There is 100% honesty and communication. If Fetti wants another woman, he will communicate with both of us and eventually add another girl.”
At home, the twins split responsibilities evenly, taking turns cooking and caring for the household’s four pets. The domesticity is, by their account, unremarkable.
‘People say we got touched as children’
The response online has been overwhelmingly hostile. Critics have accused them of being brainwashed, suggested incest, and made comments about childhood abuse.
Their parents have told them they consider the relationship inappropriate, rooted in cultural and personal beliefs the twins say they respect but do not share.
“People say we got touched as children, it’s cheating, we’re in an incest relationship and that Fetti has brainwashed us,” Maddie said.
“Others say it’s a beautiful relationship, they find it really sweet and all that matters is that we’re really happy.”
Ivy has since launched a podcast, @thevaluablelady, where she discusses polygyny and aims to help other women work through the emotional challenges she navigated herself.
Why it matters
Throuple content reliably generates enormous engagement, almost all of it driven by people who strongly disapprove. That makes it a difficult space for creators.

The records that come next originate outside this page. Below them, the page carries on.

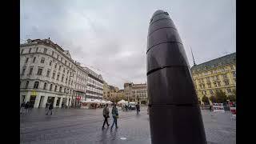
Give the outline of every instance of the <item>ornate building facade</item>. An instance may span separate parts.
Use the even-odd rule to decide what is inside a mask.
[[[194,65],[191,73],[200,102],[219,90],[229,96],[236,90],[236,53]]]

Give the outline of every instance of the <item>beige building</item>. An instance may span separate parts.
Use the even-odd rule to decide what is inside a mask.
[[[103,99],[109,100],[110,97],[110,86],[104,82],[103,83]]]
[[[129,102],[139,102],[141,104],[147,104],[148,97],[146,83],[125,83],[124,96],[127,98]]]
[[[236,90],[236,53],[194,65],[191,73],[200,102],[203,95],[210,98],[218,90],[229,96]]]

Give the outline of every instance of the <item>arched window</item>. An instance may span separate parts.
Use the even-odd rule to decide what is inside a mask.
[[[55,86],[55,88],[54,88],[54,91],[56,91],[57,90],[57,86]]]
[[[46,90],[46,86],[47,86],[47,82],[45,82],[45,84],[43,85],[43,90]]]
[[[51,90],[53,89],[53,84],[50,85],[50,90]]]
[[[34,89],[38,89],[38,86],[39,86],[39,82],[36,81],[34,83]]]
[[[29,86],[29,84],[30,84],[30,81],[26,81],[26,86],[25,86],[25,88],[26,88],[26,89]]]

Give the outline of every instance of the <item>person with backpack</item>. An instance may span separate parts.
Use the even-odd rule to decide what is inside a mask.
[[[107,122],[107,118],[110,118],[110,110],[108,108],[108,104],[106,104],[103,109],[103,117],[104,117],[104,122],[102,126],[102,129],[104,129],[105,123],[106,123],[107,126],[109,126],[109,122]]]
[[[29,106],[30,106],[30,103],[29,103],[29,102],[26,102],[25,104],[25,113],[28,113]]]
[[[20,114],[23,113],[24,108],[25,108],[25,102],[23,102],[21,105]]]
[[[111,126],[111,130],[113,129],[114,124],[115,124],[115,128],[118,128],[118,110],[116,106],[117,106],[116,104],[114,104],[112,108],[113,124]]]
[[[49,105],[50,105],[50,103],[47,102],[46,103],[46,107],[45,107],[46,111],[48,110]]]
[[[139,111],[141,110],[139,106],[139,102],[138,102],[138,104],[136,105],[136,110],[137,110],[137,114],[139,114]]]
[[[53,109],[54,109],[54,105],[53,105],[53,103],[50,103],[49,106],[48,111],[46,114],[48,115],[49,111],[50,111],[50,115],[52,115],[53,114]]]

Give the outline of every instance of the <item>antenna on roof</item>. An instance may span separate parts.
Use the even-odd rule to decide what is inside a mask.
[[[196,64],[195,64],[195,62],[194,62],[194,55],[193,55],[193,52],[192,52],[191,46],[190,46],[190,50],[191,50],[191,54],[192,54],[192,58],[193,58],[194,65],[196,65]]]

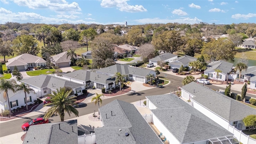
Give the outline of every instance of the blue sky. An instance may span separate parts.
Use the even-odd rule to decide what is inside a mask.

The attention comes fast but it arrives angry, and converting outrage views into a sustainable audience requires something beyond the initial shock.
Ivy’s podcast is a smart move in that direction, shifting the conversation from spectacle to education.
Whether the framing of polygyny as empowerment lands with a wider audience is another question, but the twins are at least trying to build something beyond the viral moment.
The 95 per cent negative reaction rate has not slowed them down.
If anything, it seems to have confirmed their conviction that they are doing something most people simply do not understand yet.